From 865e0e974268654c98a60c7496a109e69868f7de Mon Sep 17 00:00:00 2001
From: Jorrit Sandbrink <jorritsandbrink@proton.me>
Date: Thu, 12 Dec 2024 11:13:58 +0400
Subject: [PATCH] make duckdb handle iceberg table with nested types

---
 dlt/destinations/impl/filesystem/sql_client.py |  4 +++-
 tests/load/filesystem/test_sql_client.py       | 10 +++++++++-
 2 files changed, 12 insertions(+), 2 deletions(-)

diff --git a/dlt/destinations/impl/filesystem/sql_client.py b/dlt/destinations/impl/filesystem/sql_client.py
index d39f4c3431..dd1fc6a330 100644
--- a/dlt/destinations/impl/filesystem/sql_client.py
+++ b/dlt/destinations/impl/filesystem/sql_client.py
@@ -266,7 +266,9 @@ def create_views_for_tables(self, tables: Dict[str, str]) -> None:
                 self._setup_iceberg(self._conn)
                 metadata_path = f"{resolved_folder}/metadata"
                 last_metadata_file = _get_last_metadata_file(metadata_path, self.fs_client)
-                from_statement = f"iceberg_scan('{last_metadata_file}')"
+                # skip schema inference to make nested data types work
+                # https://github.com/duckdb/duckdb_iceberg/issues/47
+                from_statement = f"iceberg_scan('{last_metadata_file}', skip_schema_inference=True)"
             elif first_file_type == "parquet":
                 from_statement = f"read_parquet([{resolved_files_string}])"
             elif first_file_type == "jsonl":
diff --git a/tests/load/filesystem/test_sql_client.py b/tests/load/filesystem/test_sql_client.py
index a73b0f7e31..1d5eaa9984 100644
--- a/tests/load/filesystem/test_sql_client.py
+++ b/tests/load/filesystem/test_sql_client.py
@@ -22,6 +22,7 @@
 )
 from dlt.destinations import filesystem
 from tests.utils import TEST_STORAGE_ROOT
+from tests.cases import arrow_table_all_data_types
 from dlt.destinations.exceptions import DatabaseUndefinedRelation
 
 
@@ -81,7 +82,11 @@ def double_items():
                 for i in range(total_records)
             ]
 
-        return [items, double_items]
+        @dlt.resource(table_format=table_format)

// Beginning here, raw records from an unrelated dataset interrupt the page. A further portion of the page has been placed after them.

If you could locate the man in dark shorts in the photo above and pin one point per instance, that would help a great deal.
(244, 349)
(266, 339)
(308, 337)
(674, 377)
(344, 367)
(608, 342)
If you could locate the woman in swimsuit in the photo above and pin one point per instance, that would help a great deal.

+        def arrow_all_types():
+            yield arrow_table_all_data_types("arrow-table")[0]
+
+        return [items, double_items, arrow_all_types]
 
     # run source
     pipeline.run(source(), loader_file_format=destination_config.file_format)
@@ -98,6 +103,9 @@ def double_items():
 
     # check we can create new tables from the views
     with pipeline.sql_client() as c:
+        # check if all data types are handled properly
+        c.execute_sql("SELECT * FROM arrow_all_types;")
+
         c.execute_sql(
             "CREATE TABLE items_joined AS (SELECT i.id, di.double_id FROM items as i JOIN"
             " double_items as di ON (i.id = di.id));"